The fate of a must-pass bipartisan bill reauthorizing the Federal Aviation Administration lies in the hands of lawmakers who are crafting an unrelated provision to extend tax credits for clean energy.

The unanswered questions about the FAA bill generally are: When exactly will the Senate vote to pass it? Will it require a procedural vote to overcome a filibuster?  How much support it will have in the Senate and then the House? That’s according to its author, Sen. John Thune (R-S.D.), chairman of the Commerce Committee.

All those factors depend on the answer to one other question: What exact language is going into the provision on clean energy tax credits? Lawmakers have mentioned geothermal, fuel cell and biomass energy sources, but they have been vague on the specifics. Meanwhile, other industry advocates have called for their clean energy sources to be included, including carbon-capture technology.

Democrats threatened on Tuesday to block the entire FAA bill if it doesn’t include the energy tax provisions they said were mistakenly left out of last year’s catchall bill that extended tax credits for wind and solar power. The deal to include the left-out provisions was already set, according to Sens. Harry Reid (D-Nev.) and Chuck Schumer (D-N.Y.), and the tax title in the FAA bill will simply fix that mistake.

But Thune and other Republicans have said it’s not quite as simple as copying and pasting the excluded tax language into this particular bill. The FAA bill’s tax title is still under negotiation and it’s not clear exactly which clean energy sources will be included, Thune said.

Democrats have already signaled their support for the underlying FAA bill by voting to allow debate on the measure. But until the details are worked out on the tax title, the bill’s path forward isn’t entirely clear.

“The sooner that thing can get released, and everybody has a chance to react to it and look at it and decide what they want to do in terms of amendments, the sooner I think we can get through the broader package,” Thune told reporters Thursday.

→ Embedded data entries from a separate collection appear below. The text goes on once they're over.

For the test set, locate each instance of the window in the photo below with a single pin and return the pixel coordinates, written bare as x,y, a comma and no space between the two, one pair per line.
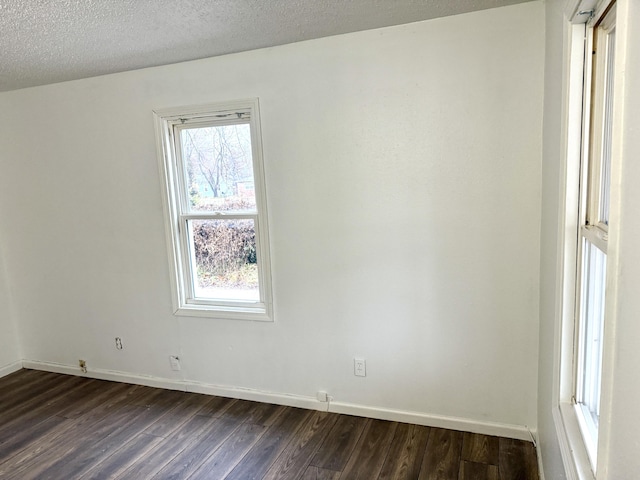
211,160
590,136
594,229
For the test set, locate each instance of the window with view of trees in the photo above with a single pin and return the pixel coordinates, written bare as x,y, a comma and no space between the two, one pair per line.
212,164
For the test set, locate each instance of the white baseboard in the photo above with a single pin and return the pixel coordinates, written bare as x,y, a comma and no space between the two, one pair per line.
539,456
10,368
519,432
430,420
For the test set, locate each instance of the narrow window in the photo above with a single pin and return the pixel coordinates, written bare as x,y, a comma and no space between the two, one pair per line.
211,160
593,230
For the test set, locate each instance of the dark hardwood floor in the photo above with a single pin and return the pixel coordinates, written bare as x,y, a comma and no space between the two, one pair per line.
64,427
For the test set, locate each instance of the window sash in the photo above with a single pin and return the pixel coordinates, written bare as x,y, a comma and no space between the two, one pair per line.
593,227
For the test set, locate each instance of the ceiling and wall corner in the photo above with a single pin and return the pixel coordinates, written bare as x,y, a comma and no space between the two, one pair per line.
49,42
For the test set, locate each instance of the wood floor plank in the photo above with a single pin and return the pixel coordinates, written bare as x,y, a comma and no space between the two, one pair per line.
191,458
21,438
517,460
123,458
72,392
478,471
405,456
295,459
103,391
9,383
61,427
315,473
225,459
34,380
167,449
442,457
335,451
17,405
140,418
371,450
186,407
216,406
95,420
480,448
49,459
259,459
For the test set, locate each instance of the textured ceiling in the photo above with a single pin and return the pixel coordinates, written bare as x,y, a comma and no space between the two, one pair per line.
48,41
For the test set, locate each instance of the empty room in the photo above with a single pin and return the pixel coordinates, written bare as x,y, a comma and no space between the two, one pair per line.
365,239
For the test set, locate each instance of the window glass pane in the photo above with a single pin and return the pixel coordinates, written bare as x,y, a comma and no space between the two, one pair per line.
593,300
605,178
225,259
219,168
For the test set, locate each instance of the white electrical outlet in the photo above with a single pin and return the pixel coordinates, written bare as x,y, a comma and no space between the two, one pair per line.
174,360
359,367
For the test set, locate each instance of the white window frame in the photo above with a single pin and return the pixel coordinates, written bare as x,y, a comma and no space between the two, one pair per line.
579,454
168,123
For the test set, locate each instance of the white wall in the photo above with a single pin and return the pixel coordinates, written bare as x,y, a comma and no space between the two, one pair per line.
551,215
622,460
9,346
403,177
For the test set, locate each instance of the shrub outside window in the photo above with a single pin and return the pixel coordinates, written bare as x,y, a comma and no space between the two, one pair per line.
211,161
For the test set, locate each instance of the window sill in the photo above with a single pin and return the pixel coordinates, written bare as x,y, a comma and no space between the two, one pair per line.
257,314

Thune expects the negotiations to go on through next week, and a final vote could be forthcoming then.

While Schumer said the missing tax credits are for geothermal, fuel cell and biomass energy sources, Thune said discussions were focused on Section 48 of the Internal Revenue Code, which includes geothermal power, fuel cell, microturbines, combined heat and power systems and small wind energy.

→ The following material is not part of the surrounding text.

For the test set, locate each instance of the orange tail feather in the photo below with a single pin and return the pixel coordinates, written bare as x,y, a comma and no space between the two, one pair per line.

Lobbyists for these various factions of the energy industry are watching the back-and-forth with keen interest. Nobody quite knows what to expect. Curt Beaulieu, a senior counsel at Bracewell LLP, which represents members of the geothermal and fuel cell industries, said it’s not entirely clear which credits will apply to residential or commercial power systems.

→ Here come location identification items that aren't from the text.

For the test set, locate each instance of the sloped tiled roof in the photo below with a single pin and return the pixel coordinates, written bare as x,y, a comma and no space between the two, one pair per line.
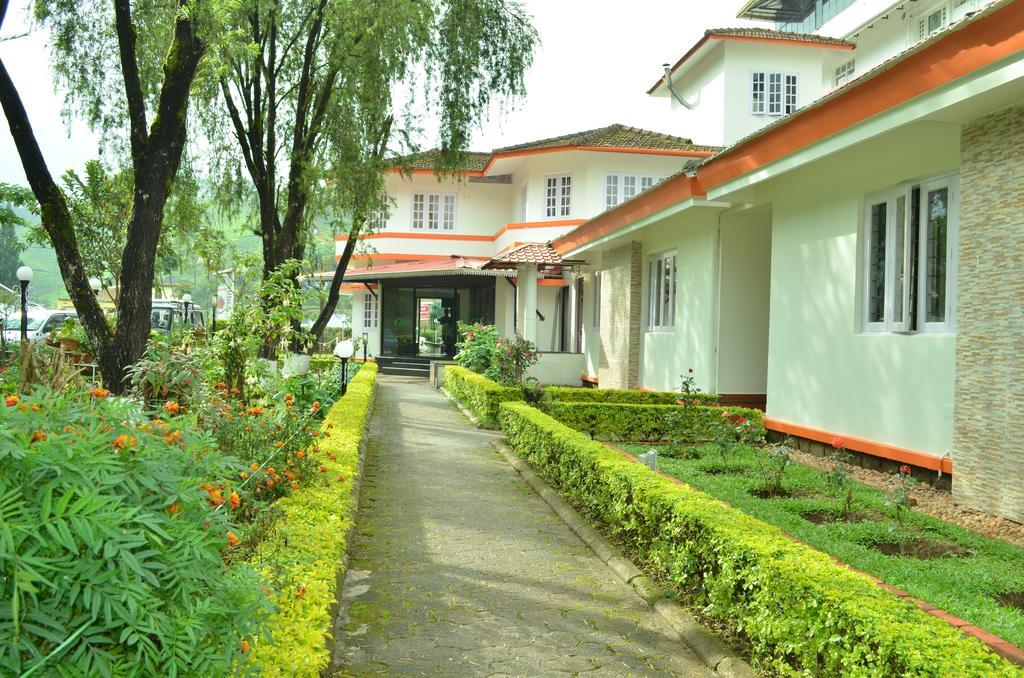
616,135
769,34
428,160
537,253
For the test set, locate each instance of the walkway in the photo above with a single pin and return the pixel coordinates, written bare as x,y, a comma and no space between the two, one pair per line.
459,569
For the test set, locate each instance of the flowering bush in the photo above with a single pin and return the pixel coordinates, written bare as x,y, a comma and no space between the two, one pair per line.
115,532
476,346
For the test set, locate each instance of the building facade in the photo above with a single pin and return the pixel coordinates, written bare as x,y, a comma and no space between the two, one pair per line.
853,263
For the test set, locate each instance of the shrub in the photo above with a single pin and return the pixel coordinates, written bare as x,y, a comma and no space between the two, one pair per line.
611,395
478,393
303,555
644,423
108,533
800,610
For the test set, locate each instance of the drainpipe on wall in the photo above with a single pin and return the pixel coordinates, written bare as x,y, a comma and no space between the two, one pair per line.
668,82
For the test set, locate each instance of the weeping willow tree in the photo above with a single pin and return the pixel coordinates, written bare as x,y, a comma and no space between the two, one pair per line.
316,92
129,69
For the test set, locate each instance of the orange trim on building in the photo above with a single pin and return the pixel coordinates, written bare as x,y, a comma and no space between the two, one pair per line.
902,455
976,45
655,200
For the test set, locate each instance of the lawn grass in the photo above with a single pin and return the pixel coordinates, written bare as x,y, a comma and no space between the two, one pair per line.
965,586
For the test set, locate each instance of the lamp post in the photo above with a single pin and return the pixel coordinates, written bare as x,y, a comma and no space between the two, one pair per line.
344,350
186,300
25,277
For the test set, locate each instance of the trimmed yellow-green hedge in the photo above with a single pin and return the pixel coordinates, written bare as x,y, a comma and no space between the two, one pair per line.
478,393
303,555
801,611
645,423
614,395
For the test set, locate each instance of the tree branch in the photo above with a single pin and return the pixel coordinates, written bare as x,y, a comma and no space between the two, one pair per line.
133,85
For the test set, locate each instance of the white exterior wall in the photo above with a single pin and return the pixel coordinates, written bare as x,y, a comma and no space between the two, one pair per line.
823,372
741,58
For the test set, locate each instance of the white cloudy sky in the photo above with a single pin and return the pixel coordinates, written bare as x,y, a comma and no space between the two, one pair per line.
597,59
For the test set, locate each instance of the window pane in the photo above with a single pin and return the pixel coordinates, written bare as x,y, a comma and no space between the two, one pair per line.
610,191
935,252
899,260
877,265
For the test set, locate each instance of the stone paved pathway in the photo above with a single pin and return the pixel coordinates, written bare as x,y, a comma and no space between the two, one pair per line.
459,569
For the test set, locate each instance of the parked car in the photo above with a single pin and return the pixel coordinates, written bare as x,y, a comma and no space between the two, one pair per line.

Moreover, there are two sections of the Internal Revenue Code that Democrats say were also supposed to be included in last year’s package, Beaulieu said. Section 45 includes tax credits for a wide range of energy sources, including biomass and some hydropower. And Section 25(D) includes solar, small wind, geothermal and fuel cell energy sources.

With various types of clean energy sources being tossed about, it’s unclear what types Democrats are really asking to be included in the FAA bill to make amends for last year’s “mistake.” Not to mention that some Republicans say it wasn’t as much of a mistake as Reid and Schumer have described. Now that the discussion of green energy tax credits has begun, other groups, including carbon-capture advocates, have asked lawmakers for consideration.

The FAA bill by itself is uncontroversial and has support from both parties. But the possibility of an ever-growing list of energy tax credits could threaten its livelihood, especially in the Republican-dominated House, Thune said.

“I think the narrower you keep this, and the truer to whatever agreements there had been — either informal or formal — in the past, the easier it will be to get this across the finish line,” he said. “If this thing becomes a Christmas tree, then you’re going to start running into objections from both sides.”

There already have been objections from conservative groups including Americans for Prosperity, Heritage Action for America and Americans for Tax Reform.

Americans for Prosperity is “strongly leaning” toward issuing a “key vote” alert calling on members to oppose the bill, said Director of Federal Affairs Chrissy Harbin. That could sway some Republicans against it, especially in the House, although it’s unclear which lawmakers would go so far as to oppose an entire FAA bill because of tax extenders.

Sens. Jeff Flake (R-Ariz.) and Mike Lee (R-Utah) are two potential allies in the fight against the bill, Harbin said. A staffer for Lee said he can’t comment on the senator’s stance on the bill until he actually sees what the tax credits are. A staffer for Flake said via email, “It’s definitely a concern.”

The total cost of the energy package adds up to $1.4 billion, compared to $26 billion for last year’s wind and solar credits, Harbin said. AFP didn’t vocally oppose last year’s package because it also included an end to the ban on crude oil exports. But now it’s different. Plus, the group doesn’t like the rest of this FAA bill anyway, Harbin said.

The tax credits in question, regardless of the details, already are a much smaller ask from Democrats than the wind and solar tax credits that passed last year. According to Beaulieu, in addition to being relatively cheap, these tax credits arguably need a boost to gain some market share because they are less established in the energy industry.